Вера переспросила, и мне пришлось повторить:
- Калугин разбил из-за меня самолет... Так случилось...
И я ей все рассказал.
Теперь я ждал ответа. Но Вера молчала, и мы все еще стояли друг против друга.
Снег таял у нее на ресницах, потому что она стояла лицом к теплому ветру. Снег ложился на мою меховушку, и, странно, я ощущал его тяжесть.
Я молчал.
Все было сказано, и ничего не надо было добавлять.
- Ну и что? - вдруг сказала Вера. - Все живы, и ты живой. Мне нужен ты, а не самолет.
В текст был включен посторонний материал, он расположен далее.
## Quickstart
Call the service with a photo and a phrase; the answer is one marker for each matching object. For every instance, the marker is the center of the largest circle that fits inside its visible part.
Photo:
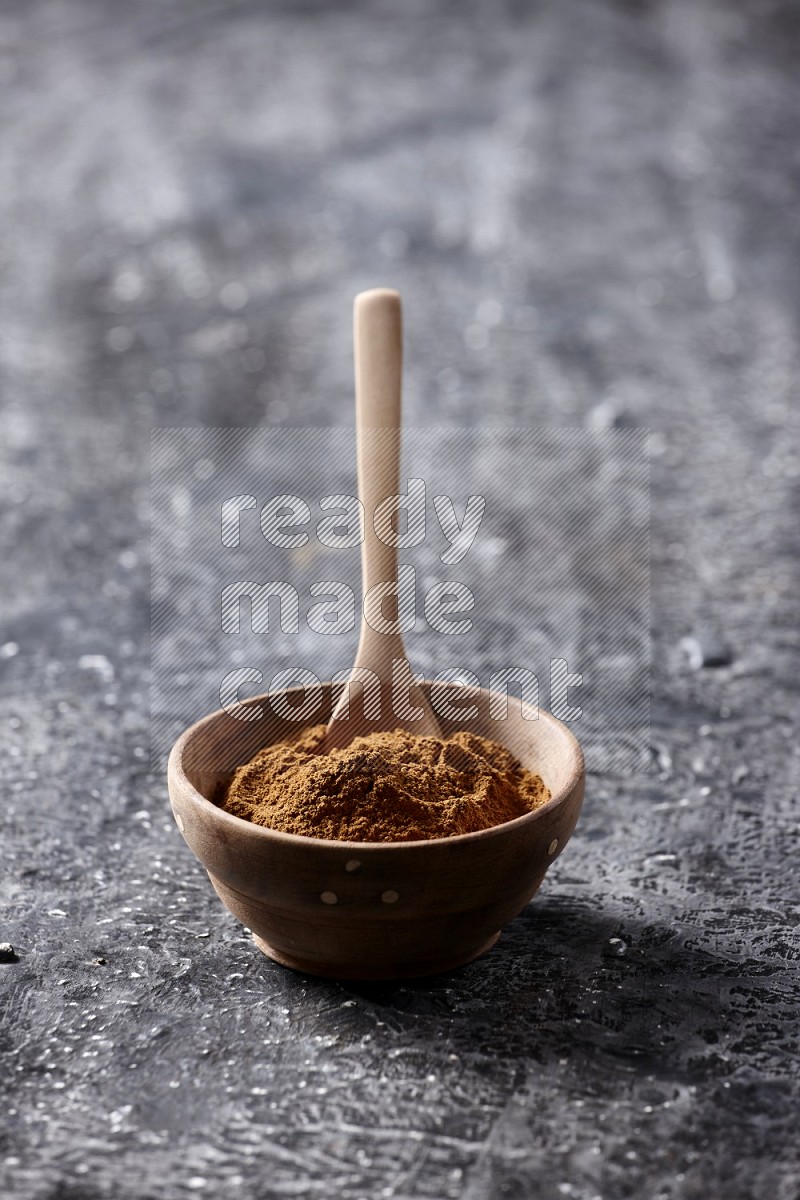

И, пожалуйста, не раздувай эту историю. Все будет как надо... Сядем, я все же устала, пока ехала к тебе в открытой машине.
Вокруг было пустынное летное поле, и даже полосу уже замела метель. Я провел Веру к самолету.
Самолеты стояли у нас в капонирах. Я уже, кажется, говорил: это такие дворики, вместо крыши - брезент, чтобы теплее работать и чтобы самолеты не засыпал снег. А вокруг маскировочные свежие елки.
В капонире было темно, холодно, как на улице, и только не было ветра.